It has been about a month since the last earnings report for Kinross Gold (
KGC Quick Quote KGC - Free Report) . Shares have lost about 2.5% in that time frame, outperforming the S&P 500.
Will the recent negative trend continue leading up to its next earnings release, or is Kinross Gold due for a breakout? Before we dive into how investors and analysts have reacted as of late, let's take a quick look at its most recent earnings report in order to get a better handle on the important catalysts.
Kinross’ Earnings and Sales Surpass Estimates in Q4
Kinross recorded a loss of $106 million or 8 cents per share in fourth-quarter 2022 compared with a loss of $66.2 million or 5 cents reported in the year-ago quarter.
Kinross reported adjusted earnings of 9 cents per share in the fourth quarter, up from the prior year’s figure of 2 cents. It beat the Zacks Consensus Estimate of 7 cents. Revenues climbed by 75% year over year to $1,076.2 million in the fourth quarter. It topped the Zacks Consensus Estimate of $962.8 million. Operational Performance
The company produced 595,683 gold equivalent ounces from continuing operations in the reported quarter, up 75% year over year.

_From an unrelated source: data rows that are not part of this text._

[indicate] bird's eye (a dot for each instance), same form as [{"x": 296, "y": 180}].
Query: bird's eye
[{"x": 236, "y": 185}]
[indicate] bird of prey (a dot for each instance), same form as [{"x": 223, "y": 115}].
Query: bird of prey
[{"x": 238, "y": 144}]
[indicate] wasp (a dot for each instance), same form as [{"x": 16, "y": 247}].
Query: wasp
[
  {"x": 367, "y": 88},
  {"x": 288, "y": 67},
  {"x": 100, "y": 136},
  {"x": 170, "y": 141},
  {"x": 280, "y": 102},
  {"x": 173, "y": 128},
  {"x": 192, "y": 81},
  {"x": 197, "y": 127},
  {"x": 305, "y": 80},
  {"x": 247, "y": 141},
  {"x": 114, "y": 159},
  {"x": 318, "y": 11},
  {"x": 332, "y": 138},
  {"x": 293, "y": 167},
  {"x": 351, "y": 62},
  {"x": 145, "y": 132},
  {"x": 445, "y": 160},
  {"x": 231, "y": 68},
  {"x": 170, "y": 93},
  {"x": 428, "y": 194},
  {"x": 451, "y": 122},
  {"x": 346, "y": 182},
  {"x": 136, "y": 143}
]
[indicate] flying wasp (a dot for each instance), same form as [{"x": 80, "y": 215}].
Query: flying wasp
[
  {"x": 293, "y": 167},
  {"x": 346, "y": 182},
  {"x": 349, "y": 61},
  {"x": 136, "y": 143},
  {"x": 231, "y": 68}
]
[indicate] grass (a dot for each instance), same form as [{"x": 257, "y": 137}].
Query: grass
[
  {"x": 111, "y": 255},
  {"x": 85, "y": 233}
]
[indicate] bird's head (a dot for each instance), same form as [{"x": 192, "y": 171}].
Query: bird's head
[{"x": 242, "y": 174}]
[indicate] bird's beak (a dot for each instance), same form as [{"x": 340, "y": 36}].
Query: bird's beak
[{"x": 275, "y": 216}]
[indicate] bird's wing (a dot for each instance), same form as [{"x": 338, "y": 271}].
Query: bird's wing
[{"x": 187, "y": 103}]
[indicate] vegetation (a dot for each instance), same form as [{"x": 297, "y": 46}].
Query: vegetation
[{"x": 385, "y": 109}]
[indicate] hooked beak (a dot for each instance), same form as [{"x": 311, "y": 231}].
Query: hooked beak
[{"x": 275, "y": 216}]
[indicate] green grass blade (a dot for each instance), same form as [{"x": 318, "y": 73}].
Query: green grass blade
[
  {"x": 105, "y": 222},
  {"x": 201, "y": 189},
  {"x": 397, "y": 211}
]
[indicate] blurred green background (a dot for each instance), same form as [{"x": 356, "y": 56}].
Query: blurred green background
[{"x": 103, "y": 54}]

Average realized gold prices were $1,731 per ounce in the quarter, down 3.7% from the year-ago quarter’s figure. The production cost of sales per gold equivalent ounce was $848, down 4.6% from the prior-year quarter. All-in sustaining cost per gold equivalent ounce sold fell roughly 17% year over year to $1,236. Margin per gold equivalent ounce sold was $883 in the quarter, down from the prior quarter’s $908. FY22 Results
Earnings, as adjusted, for full-year 2022 were 22 cents per share compared with 17 cents a year ago. Net sales climbed 33% to $3,455.1 million.
Cash and cash equivalents were $418.1 million at the end of the reported quarter, down around 21% year over year. Long-term debt was $2,556.9 million at the end of the quarter, up about 61%.
Operating cash flow increased approximately 220% year over year in the fourth quarter to $474.3 million. Outlook
For 2023, Kinross expects production to be 2.1 million gold equivalent ounces (+/- 5%). For the first quarter, the company expects production to be lower than the rest of the year due to shutdowns at Tasiast related to the 24K project and at La Coipa. Seasonal impacts of mining at Paracatu are also expected to slow down production in the first quarter.
The company expects production cost of sales of $970 per gold equivalent ounce (+/- 5%) for the year, factoring in inflation, including higher labor and consumables costs. The company expects all-in sustaining cost per gold equivalent ounce of $1,320 for 2023. Capital expenditures are predicted at around $1 billion (+/- 5%) for this year. How Have Estimates Been Moving Since Then?
In the past month, investors have witnessed a downward trend in estimates review.
The consensus estimate has shifted -29.52% due to these changes.
Currently, Kinross Gold has a nice Growth Score of B, though it is lagging a lot on the Momentum Score front with an F. However, the stock was allocated a grade of A on the value side, putting it in the top quintile for this investment strategy.
Overall, the stock has an aggregate VGM Score of B. If you aren't focused on one strategy, this score is the one you should be interested in.
Estimates have been broadly trending downward for the stock, and the magnitude of these revisions indicates a downward shift. Notably, Kinross Gold has a Zacks Rank #3 (Hold). We expect an in-line return from the stock in the next few months.